Battlepanda: Temporary pain, long-term gain?

Battlepanda

Always trying to figure things out with the minimum of bullshit and the maximum of belligerence.

Wednesday, November 23, 2005

Temporary pain, long-term gain?

Today's high oil prices are giving green companies a big boost when it comes to developing environmentally friendly products and petrochemical substitutes. Here's a good article from the NY Times documenting the recent progress in this field:
A few years ago, scientists at Cargill Inc. learned how to make rigid, transparent plastics from corn sugars. There was just one problem: they cost a lot more than the oil-based plastics they would replace.

But that was before the price of oil shot up and companies came under pressure from consumers and investors to find economically sound ways to adopt "green" packaging and other environmentally friendly products and processes. This year, Wal-Mart, Wild Oats Market and many other retailers, as well as food suppliers like Del Monte and Newman's Own Organics, all embraced corn-based packaging for fresh produce.

Sales at NatureWorks, the Cargill subsidiary that makes the plastic, grew 200 percent in the first half of this year over the period last year. "The early adopters were more influenced by environmental concerns than costs," said Kathleen M. Bader, chairwoman of NatureWorks. "But now we're competitive with petrochemicals, too."

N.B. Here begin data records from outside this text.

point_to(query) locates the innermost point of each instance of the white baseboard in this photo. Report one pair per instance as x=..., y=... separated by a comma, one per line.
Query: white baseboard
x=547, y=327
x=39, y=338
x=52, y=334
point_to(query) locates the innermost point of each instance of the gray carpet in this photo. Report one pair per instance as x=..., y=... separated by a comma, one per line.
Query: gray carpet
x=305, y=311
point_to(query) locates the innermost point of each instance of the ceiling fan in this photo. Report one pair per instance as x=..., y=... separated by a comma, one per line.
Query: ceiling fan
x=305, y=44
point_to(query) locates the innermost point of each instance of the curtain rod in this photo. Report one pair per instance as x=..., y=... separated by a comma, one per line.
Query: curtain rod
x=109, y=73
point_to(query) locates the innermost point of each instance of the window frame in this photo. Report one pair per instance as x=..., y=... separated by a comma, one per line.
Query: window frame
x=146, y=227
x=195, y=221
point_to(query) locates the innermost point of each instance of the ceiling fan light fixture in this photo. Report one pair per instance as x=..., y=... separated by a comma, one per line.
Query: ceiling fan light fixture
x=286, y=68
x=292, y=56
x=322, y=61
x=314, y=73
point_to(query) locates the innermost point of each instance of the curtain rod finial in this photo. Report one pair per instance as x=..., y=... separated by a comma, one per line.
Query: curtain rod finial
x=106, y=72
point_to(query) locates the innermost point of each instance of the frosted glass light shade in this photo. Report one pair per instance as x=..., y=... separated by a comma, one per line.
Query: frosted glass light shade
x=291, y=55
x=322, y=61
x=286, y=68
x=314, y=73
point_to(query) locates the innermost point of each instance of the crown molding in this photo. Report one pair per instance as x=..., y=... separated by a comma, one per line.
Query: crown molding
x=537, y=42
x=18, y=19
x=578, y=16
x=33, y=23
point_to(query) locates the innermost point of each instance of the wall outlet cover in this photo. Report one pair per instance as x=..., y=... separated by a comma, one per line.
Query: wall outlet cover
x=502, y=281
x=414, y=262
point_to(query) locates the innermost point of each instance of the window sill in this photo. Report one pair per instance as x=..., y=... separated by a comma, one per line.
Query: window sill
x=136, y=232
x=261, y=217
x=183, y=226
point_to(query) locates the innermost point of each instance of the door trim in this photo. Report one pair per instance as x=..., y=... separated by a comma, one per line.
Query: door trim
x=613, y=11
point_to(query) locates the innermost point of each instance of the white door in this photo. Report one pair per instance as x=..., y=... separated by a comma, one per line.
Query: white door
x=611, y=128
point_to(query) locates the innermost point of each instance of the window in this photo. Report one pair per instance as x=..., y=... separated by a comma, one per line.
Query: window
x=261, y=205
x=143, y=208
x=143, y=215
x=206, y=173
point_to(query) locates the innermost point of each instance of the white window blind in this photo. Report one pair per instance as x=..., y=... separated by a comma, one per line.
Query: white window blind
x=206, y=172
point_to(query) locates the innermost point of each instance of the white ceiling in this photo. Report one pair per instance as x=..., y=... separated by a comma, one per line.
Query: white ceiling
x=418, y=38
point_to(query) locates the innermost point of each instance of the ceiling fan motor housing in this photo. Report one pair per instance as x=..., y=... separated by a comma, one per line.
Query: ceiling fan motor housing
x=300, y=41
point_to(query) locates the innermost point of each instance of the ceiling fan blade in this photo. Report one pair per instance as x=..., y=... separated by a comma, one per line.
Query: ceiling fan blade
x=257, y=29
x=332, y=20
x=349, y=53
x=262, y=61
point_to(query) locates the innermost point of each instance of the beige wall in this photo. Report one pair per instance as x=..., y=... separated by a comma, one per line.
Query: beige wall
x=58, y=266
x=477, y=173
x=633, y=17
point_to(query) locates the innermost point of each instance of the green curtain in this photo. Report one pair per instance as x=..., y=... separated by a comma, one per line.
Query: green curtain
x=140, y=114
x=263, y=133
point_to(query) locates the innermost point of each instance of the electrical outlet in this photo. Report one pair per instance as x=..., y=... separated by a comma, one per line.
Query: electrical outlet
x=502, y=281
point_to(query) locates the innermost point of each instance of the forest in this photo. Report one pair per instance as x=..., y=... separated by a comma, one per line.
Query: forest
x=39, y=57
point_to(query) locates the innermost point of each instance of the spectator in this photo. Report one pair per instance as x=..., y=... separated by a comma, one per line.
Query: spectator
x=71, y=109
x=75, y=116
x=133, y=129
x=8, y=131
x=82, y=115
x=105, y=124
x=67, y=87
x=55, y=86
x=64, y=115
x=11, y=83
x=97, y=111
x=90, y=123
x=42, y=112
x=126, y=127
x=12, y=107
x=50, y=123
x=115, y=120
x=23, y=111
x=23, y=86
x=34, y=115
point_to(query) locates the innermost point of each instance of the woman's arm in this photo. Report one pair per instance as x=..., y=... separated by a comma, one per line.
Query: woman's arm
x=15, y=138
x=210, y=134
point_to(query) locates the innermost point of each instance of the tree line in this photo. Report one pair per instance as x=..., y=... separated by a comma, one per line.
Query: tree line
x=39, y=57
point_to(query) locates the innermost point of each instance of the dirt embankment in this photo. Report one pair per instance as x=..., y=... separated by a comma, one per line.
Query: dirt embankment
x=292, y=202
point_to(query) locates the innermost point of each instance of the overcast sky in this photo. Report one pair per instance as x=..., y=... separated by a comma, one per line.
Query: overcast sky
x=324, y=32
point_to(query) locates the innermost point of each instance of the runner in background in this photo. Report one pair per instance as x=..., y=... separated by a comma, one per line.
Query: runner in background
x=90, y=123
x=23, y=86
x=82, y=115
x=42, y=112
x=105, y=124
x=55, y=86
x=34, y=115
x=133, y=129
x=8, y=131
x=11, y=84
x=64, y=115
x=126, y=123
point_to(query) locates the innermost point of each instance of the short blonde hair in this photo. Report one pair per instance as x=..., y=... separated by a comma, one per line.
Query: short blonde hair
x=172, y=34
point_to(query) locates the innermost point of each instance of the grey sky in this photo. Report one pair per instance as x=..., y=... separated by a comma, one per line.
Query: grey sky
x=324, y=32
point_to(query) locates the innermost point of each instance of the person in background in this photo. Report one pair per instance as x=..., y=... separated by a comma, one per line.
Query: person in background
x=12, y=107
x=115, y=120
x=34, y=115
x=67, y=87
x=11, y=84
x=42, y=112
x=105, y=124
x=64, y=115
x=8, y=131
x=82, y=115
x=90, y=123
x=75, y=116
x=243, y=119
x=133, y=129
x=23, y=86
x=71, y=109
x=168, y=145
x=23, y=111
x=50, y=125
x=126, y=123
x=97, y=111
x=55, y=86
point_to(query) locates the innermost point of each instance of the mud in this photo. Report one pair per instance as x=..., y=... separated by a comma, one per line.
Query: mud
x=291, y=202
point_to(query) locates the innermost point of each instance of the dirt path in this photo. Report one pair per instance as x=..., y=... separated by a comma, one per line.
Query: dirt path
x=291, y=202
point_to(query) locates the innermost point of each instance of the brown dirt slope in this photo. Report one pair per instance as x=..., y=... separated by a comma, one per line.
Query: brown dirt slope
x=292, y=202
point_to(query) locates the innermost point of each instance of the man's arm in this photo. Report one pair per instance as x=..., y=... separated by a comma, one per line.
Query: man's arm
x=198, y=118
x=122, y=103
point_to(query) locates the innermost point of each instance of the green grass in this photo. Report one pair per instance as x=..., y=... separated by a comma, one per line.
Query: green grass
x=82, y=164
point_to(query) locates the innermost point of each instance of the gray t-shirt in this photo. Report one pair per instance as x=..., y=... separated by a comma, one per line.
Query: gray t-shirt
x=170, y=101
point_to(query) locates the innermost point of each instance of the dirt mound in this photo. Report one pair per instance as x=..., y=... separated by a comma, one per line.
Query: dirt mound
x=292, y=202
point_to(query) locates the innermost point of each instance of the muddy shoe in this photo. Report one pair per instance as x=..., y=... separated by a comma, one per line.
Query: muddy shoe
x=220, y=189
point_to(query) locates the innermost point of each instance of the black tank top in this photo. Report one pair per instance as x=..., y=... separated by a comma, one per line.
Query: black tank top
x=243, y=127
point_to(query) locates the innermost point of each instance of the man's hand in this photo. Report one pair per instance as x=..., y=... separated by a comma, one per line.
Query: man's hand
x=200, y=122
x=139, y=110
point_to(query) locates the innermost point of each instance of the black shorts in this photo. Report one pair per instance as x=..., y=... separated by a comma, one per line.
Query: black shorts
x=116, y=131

I guess both rabid environmentalists and complacent market types are half right. The market types are right in that the free-market economy is a powerful engine for progress, and that when the economic incentives are there, innovative solutions and technological progress happens startlingly fast. But the environmentalists are also right in saying that the market is hopelessly myopic -- everybody could see the oil crisis coming, but the market did not respond until recent geopolitical events and price shocks bring home the fact we're right on top of it. And it was the uphill struggles of the green-crowd who laid the groundwork for the technology that brings us affordable corn-based plastic and solar panels etc. etc.

To rope in a shaggy-dog metaphor, it's like we're all sitting in a stage-coach drawn by powerful horses (the economy, see) complacently browsing in the green. The environmentalists and peak-oil believers are screaming "the Indians are coming" while trying to get the horses moving. But the horses don't see the Indians yet. They won't start to run until they feel the first arrows graze their rump. It should be up to the government to crack the whip and get things moving so that we stay ahead of the crisis, but they're too distracted by the horses' lobbyists.

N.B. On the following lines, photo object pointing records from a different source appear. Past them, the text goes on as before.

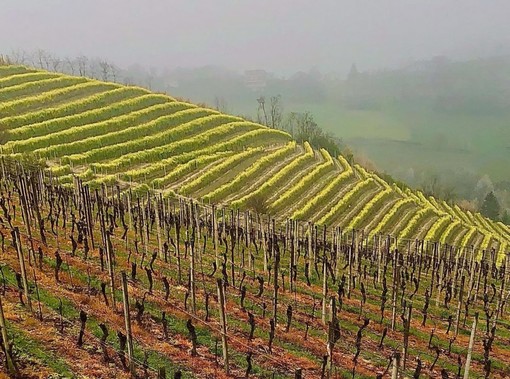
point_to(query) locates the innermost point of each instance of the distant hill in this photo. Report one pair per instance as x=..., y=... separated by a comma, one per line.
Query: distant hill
x=106, y=133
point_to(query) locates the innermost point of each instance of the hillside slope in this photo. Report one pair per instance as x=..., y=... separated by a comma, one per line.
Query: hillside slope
x=113, y=134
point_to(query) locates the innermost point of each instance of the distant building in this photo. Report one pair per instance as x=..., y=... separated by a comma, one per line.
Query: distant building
x=256, y=80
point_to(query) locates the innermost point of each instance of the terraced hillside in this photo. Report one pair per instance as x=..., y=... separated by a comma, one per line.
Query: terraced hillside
x=105, y=133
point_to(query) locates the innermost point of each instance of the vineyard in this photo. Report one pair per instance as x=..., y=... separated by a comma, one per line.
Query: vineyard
x=288, y=262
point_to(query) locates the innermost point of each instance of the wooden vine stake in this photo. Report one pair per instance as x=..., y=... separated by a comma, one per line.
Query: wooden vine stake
x=127, y=319
x=223, y=321
x=22, y=266
x=470, y=347
x=11, y=367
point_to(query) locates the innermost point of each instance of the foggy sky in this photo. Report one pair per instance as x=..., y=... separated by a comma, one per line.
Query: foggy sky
x=282, y=36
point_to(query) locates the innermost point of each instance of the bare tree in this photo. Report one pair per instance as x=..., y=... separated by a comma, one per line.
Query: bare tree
x=105, y=68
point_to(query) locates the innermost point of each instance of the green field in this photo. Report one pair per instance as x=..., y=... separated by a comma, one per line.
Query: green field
x=108, y=134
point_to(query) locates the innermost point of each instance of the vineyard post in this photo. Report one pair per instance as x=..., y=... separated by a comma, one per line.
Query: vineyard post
x=223, y=321
x=11, y=367
x=396, y=280
x=291, y=259
x=396, y=366
x=24, y=212
x=90, y=221
x=264, y=248
x=350, y=271
x=379, y=257
x=111, y=270
x=127, y=319
x=459, y=306
x=407, y=326
x=331, y=334
x=158, y=229
x=276, y=268
x=324, y=287
x=215, y=234
x=192, y=272
x=355, y=245
x=130, y=215
x=470, y=347
x=434, y=252
x=421, y=262
x=439, y=270
x=22, y=267
x=309, y=251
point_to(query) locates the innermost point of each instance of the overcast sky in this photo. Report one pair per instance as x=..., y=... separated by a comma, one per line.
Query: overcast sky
x=282, y=36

O.K., bad metaphor. My point is, the recent surge in oil prices has good unintended consequences. It would be even better if our government is prepared to put in the regulations (milage requirements for cars, things like the Kyoto agreement) that will further spur development in green technologies directly. The worst thing to do is to act in such a way as to desperately keep oil prices low in the short term (such as ANWR), because there is only so much oil in the world, and eventually, unless the one iron law of economics is repealed, price is either going to shoot up more precipitously or that shit is going to completely run out. Better to feel some pain now and start kicking the habit.